To sum up, my advice for parents and caregivers is to learn how to deal with the child’s challenging behaviors from a trusted certified professional and not from an entertainment show or an online source without references. It is also very important to remember that there is absolutely no reason for you to shout at your child or treat him/her aggressively in any way or for any reason.

 

You can be kindly firm but NEVER show your child that blaming or shaming face.

 

Research Based References

Brestan, E. V., & Eyberg, S. M. (1998). Effective psychosocial treatments of conduct disordered children and adolescents: 29 years, 82 studies, and 5272 kids. Journal of Clinical Child Psychology, 27(2), 180-189.

Mace, F. C., Page, T. J., Ivancic, M. T., & O’Brien, S. (1986). Effectiveness of brief time-out with and without contingent delay: A comparative analysis. Journal of Applied Behavior Analysis, 19(1), 79-86.

Porterfield, J. K., Herbert-Jackson, E., & Risley, T. R. (1976). Contingent observation: An effective and acceptable procedure for reducing disruptive behavior of young children in a group setting. Journal of Applied Behavior Analysis, 9(1), 55-64.

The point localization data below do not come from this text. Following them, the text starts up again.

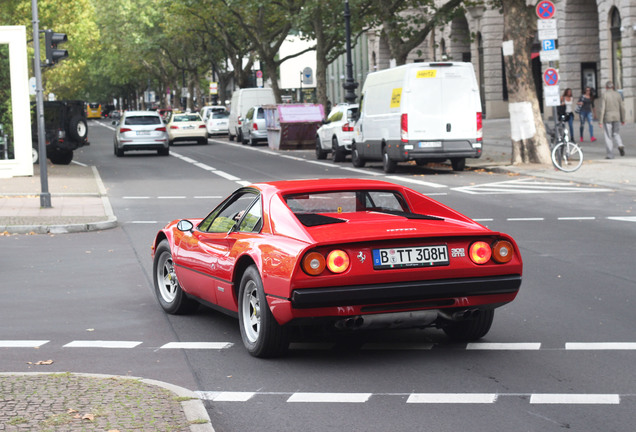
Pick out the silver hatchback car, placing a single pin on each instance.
(141, 130)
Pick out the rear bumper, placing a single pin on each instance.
(376, 294)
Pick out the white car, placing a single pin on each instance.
(336, 135)
(217, 123)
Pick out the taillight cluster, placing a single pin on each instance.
(480, 252)
(336, 261)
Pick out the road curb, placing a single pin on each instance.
(193, 407)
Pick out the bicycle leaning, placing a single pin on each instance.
(566, 154)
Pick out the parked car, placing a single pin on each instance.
(336, 135)
(187, 127)
(253, 128)
(217, 123)
(242, 101)
(66, 130)
(348, 253)
(140, 130)
(422, 112)
(207, 110)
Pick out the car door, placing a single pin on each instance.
(204, 262)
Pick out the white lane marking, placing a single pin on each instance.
(516, 346)
(197, 345)
(22, 343)
(102, 344)
(566, 398)
(453, 398)
(623, 218)
(225, 396)
(330, 397)
(600, 346)
(415, 181)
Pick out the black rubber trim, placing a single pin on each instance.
(403, 291)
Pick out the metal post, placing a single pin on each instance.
(349, 85)
(45, 196)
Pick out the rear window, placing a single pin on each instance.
(142, 120)
(186, 117)
(346, 202)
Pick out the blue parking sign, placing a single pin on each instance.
(548, 45)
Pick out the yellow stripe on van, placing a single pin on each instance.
(396, 97)
(429, 73)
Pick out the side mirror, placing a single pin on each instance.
(185, 225)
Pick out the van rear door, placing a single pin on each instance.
(447, 104)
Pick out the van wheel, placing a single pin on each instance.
(459, 164)
(320, 153)
(338, 151)
(388, 164)
(357, 160)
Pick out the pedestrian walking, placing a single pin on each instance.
(587, 113)
(568, 102)
(612, 112)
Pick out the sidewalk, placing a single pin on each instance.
(85, 402)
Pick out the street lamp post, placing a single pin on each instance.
(349, 85)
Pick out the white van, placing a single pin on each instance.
(419, 111)
(242, 101)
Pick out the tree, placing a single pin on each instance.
(407, 23)
(529, 143)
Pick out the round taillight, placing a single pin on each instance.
(313, 263)
(480, 252)
(338, 261)
(502, 251)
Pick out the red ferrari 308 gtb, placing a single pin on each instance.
(345, 252)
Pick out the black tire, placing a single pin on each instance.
(357, 160)
(78, 128)
(388, 164)
(262, 335)
(320, 153)
(458, 164)
(167, 289)
(61, 157)
(339, 153)
(471, 329)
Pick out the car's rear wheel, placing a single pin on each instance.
(388, 164)
(320, 153)
(471, 329)
(167, 289)
(261, 334)
(356, 159)
(339, 153)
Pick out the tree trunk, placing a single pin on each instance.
(529, 142)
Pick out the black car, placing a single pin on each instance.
(66, 130)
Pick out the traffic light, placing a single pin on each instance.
(51, 40)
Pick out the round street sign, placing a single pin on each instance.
(545, 9)
(551, 77)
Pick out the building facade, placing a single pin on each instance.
(596, 42)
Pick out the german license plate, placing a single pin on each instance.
(418, 256)
(429, 144)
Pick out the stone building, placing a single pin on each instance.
(596, 43)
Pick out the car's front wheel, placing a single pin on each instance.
(261, 334)
(167, 289)
(471, 329)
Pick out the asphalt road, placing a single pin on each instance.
(561, 356)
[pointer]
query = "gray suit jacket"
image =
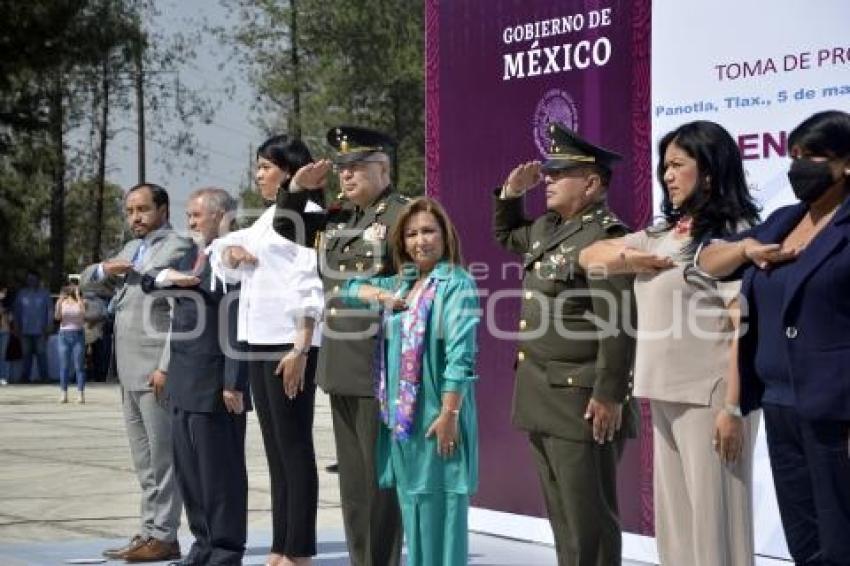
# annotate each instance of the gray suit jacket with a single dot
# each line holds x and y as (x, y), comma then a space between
(142, 321)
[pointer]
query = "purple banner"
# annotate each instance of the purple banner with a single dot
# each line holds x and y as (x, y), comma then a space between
(498, 71)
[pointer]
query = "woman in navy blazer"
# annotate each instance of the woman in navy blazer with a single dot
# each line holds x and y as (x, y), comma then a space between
(794, 352)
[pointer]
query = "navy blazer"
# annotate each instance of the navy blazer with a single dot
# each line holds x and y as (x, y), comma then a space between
(815, 314)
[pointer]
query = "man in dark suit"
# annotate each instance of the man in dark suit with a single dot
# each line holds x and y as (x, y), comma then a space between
(353, 241)
(573, 377)
(207, 393)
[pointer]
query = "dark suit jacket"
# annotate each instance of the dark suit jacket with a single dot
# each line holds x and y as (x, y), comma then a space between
(199, 370)
(815, 313)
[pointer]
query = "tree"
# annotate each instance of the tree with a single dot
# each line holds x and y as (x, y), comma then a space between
(68, 64)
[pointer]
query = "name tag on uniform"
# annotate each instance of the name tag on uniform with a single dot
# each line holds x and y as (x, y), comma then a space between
(375, 233)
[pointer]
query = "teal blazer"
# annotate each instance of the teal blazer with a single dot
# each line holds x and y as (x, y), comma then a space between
(448, 364)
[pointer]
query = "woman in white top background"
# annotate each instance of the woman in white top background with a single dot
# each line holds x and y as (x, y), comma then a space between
(685, 361)
(70, 311)
(280, 305)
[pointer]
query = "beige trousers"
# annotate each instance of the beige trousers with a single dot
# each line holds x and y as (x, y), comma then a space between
(703, 508)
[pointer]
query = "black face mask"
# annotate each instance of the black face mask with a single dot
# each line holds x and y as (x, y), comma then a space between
(810, 179)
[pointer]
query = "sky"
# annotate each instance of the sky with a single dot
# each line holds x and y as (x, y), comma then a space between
(228, 141)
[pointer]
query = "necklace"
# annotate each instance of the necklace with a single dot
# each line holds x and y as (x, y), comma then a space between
(683, 226)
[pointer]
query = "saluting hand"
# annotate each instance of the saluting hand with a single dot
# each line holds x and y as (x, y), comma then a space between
(236, 256)
(313, 176)
(765, 256)
(606, 417)
(523, 177)
(116, 266)
(639, 261)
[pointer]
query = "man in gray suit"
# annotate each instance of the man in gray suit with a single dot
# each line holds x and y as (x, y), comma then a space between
(141, 359)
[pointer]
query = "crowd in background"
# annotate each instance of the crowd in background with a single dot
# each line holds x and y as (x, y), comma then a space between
(29, 320)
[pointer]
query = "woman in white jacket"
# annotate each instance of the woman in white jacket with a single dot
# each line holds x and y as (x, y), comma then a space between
(280, 307)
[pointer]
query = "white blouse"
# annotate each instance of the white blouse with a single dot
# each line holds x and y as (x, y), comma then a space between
(282, 287)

Sherbourne, S., Utley, B., McConnell, S., & Gannon, J. (1988). Decreasing violent or aggressive theme play among preschool children with behavior disorders. Exceptional Children, 55(2), 166-172.

Turner, S. T., & Watson, T. S. (1999). Consultant’s guide for the use of time-out in the preschool and elemen- tary classroom. Psychology in the Schools, 36(2), 135-148.

Webster-Stratton, C., Reid, M. J., & Hammond, M. (2001). Preventing conduct problems, promoting social competence: A parent and teacher training partnership in Head Start. Journal of Clinical Child Psychol- ogy, 30(3), 283-302.